I'm going to suggest that this is "Lover When You're Near Me" by Richard Matheson (1952 and frequently anthologized) (ISFDB).
In the story, a man is sent to a planet where he oversees Station Four. The natives, Gnees, are telepathic and there is a female of the species "Lover" who works as his housekeeper. She becomes obsessed with him (as she has with all the other human males who worked the solitary shift at Station Four) and increasingly grows creepy in her affection... leading to madness.
Here are some descriptions from Doomsayer's review:
while the woman who serves as Lindell’s housekeeper has a squat, coarse head, “pink and hairless-like the mottled belly of an expecting chihuahua” with a single-nostriled stub for a nose, and lips “thick and monkeylike, outlining a small circle of mouth.” Because of her hideous appearance (he thinks), he impetuously decides to call her “Lover.”

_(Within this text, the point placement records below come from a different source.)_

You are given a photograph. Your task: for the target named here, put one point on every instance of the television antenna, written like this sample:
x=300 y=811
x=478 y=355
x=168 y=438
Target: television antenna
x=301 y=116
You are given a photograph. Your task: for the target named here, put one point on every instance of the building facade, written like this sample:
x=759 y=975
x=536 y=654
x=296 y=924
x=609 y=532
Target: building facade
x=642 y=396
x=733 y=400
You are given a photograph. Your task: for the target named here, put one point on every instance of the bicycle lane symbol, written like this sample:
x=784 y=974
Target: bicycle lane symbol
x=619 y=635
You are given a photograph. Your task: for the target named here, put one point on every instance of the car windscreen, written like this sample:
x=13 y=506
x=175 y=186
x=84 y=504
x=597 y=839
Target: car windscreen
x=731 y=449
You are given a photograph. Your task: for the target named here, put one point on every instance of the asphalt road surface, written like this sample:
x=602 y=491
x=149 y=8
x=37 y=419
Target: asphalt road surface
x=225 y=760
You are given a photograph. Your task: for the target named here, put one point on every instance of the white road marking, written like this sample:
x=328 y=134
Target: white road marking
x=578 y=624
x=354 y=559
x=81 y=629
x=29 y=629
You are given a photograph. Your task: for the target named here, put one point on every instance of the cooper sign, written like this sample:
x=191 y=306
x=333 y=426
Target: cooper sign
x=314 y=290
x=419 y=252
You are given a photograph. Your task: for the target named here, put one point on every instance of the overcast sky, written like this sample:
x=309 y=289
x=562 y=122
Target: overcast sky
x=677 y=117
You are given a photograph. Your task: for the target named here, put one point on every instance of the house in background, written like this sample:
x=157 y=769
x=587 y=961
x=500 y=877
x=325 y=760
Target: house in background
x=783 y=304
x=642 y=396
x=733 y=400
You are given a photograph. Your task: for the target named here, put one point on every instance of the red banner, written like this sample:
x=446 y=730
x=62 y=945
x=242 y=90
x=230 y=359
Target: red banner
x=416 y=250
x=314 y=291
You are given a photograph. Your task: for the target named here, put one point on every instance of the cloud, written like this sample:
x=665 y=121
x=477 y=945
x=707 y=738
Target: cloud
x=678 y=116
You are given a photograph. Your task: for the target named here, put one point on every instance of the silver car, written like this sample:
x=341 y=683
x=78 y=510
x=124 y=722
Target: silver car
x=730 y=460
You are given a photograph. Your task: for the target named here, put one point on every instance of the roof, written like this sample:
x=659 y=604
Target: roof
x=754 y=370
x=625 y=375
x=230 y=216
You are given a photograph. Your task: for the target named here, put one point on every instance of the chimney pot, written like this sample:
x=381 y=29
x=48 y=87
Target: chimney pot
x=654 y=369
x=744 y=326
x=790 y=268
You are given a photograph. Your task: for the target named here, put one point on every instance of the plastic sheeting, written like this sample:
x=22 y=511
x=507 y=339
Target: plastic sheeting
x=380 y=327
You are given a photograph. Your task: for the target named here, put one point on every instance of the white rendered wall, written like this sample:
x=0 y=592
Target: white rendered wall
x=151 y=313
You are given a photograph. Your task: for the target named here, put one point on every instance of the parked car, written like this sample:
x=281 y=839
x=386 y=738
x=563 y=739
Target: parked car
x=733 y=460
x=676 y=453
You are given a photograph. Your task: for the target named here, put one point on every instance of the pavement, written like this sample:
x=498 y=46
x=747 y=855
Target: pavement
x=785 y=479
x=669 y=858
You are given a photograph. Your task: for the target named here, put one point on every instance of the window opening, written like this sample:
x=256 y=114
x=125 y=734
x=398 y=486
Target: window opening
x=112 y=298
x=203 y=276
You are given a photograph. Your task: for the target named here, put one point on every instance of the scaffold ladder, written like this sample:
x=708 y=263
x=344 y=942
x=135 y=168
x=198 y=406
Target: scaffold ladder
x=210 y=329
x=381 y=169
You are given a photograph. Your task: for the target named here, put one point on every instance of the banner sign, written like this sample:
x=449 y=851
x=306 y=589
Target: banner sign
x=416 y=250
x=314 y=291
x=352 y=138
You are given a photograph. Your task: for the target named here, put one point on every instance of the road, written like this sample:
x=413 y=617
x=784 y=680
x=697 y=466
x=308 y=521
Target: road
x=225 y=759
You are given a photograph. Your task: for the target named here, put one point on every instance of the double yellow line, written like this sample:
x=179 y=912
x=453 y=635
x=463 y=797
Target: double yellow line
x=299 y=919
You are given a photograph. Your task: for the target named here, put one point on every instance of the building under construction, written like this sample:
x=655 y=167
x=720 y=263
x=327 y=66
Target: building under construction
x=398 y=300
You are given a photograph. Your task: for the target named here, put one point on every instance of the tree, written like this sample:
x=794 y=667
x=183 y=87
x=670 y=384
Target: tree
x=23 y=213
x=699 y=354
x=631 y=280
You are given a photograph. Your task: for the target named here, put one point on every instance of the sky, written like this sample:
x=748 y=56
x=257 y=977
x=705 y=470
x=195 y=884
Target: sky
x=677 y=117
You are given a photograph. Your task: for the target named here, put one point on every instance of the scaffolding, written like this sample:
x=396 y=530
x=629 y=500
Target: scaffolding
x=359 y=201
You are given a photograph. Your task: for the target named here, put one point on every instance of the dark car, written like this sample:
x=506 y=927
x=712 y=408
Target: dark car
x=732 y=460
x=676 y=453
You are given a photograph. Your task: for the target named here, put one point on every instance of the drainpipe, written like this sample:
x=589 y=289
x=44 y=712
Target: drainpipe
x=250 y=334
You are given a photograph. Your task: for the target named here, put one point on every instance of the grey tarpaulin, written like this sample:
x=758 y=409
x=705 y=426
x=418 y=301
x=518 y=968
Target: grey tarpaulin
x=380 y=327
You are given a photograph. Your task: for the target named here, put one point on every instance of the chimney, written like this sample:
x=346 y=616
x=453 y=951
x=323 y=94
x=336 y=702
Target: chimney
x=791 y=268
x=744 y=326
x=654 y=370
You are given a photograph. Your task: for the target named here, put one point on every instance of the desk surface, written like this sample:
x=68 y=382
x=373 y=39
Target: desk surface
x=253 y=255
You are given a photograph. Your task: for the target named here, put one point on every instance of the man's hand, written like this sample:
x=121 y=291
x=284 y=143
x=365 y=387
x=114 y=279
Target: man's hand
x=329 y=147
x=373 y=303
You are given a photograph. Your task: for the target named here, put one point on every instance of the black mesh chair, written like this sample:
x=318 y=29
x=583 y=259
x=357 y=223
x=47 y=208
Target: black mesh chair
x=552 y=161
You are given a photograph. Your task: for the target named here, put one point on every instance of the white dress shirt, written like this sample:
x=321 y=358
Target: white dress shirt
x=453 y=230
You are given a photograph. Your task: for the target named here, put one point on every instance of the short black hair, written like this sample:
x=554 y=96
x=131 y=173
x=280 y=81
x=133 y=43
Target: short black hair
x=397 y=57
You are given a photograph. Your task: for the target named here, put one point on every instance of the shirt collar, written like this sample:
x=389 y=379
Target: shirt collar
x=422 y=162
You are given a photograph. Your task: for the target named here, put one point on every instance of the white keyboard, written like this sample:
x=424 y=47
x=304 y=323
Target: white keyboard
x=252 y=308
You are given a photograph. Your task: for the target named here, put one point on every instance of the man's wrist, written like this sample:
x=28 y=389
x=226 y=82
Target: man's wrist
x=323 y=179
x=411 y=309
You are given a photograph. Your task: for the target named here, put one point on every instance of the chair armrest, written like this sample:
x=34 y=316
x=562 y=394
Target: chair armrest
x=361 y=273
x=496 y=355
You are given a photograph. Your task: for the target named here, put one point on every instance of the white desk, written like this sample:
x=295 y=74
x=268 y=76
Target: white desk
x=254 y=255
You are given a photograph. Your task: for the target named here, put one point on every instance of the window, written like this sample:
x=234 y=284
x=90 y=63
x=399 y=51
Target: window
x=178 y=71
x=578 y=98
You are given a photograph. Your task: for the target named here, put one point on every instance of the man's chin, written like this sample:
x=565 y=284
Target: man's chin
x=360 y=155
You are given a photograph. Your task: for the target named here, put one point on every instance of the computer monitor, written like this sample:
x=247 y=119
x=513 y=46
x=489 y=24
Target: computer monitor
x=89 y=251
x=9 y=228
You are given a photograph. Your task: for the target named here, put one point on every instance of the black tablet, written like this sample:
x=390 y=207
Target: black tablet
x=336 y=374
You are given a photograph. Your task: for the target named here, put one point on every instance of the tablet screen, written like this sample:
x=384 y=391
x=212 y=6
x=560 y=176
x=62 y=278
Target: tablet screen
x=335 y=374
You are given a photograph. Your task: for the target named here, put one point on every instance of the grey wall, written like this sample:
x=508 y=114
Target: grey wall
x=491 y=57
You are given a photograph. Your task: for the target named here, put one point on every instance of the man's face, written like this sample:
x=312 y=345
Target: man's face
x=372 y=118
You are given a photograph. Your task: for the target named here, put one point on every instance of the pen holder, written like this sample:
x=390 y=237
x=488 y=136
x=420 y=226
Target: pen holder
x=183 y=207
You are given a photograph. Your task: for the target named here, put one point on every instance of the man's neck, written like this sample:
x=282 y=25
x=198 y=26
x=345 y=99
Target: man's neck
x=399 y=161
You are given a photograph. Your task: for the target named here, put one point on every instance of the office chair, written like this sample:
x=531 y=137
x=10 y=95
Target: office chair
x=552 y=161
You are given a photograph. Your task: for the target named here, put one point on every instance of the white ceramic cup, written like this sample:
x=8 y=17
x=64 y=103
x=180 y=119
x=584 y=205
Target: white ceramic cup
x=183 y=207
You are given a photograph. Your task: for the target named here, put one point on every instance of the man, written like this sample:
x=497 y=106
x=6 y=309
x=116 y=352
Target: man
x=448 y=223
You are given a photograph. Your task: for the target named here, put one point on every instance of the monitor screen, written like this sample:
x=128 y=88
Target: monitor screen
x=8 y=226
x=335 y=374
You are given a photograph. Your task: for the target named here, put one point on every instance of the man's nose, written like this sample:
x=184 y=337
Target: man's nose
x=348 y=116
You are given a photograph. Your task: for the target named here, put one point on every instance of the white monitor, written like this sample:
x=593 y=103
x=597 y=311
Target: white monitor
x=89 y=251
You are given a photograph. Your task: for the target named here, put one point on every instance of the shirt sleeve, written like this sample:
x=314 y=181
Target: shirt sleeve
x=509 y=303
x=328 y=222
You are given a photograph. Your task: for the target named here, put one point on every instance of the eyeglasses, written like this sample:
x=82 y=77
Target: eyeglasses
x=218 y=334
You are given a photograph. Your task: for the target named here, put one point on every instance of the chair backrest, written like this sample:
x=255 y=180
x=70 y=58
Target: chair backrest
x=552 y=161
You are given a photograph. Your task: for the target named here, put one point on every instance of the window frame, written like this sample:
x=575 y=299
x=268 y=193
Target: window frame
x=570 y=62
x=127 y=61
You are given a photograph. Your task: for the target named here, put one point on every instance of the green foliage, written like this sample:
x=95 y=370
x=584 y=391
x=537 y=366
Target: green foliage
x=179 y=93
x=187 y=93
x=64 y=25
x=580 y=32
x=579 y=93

He also quickly realizes that lover is telepathic, which fact pleases
him greatly because “[a]t other stations it was either you learn half
the language to get a ham sandwich or try and teach ‘em English so I
wouldn’t starve. Either way I really had to sweat for my supper until
things got settled.” The most obvious initial downside is that he can
never escape Lover’s pathetic supplications.
.... Things continue to worsen as he is struck by a recurring nightmare, Lover begins leaving flowers by his bed even after he locks the door, her thoughts continually crawl over his brain like microscopic insects, and then he finds a cogent note left in the logbook: “God help me,” read the note, black and jagged-lettered. “Lover comes through the walls!”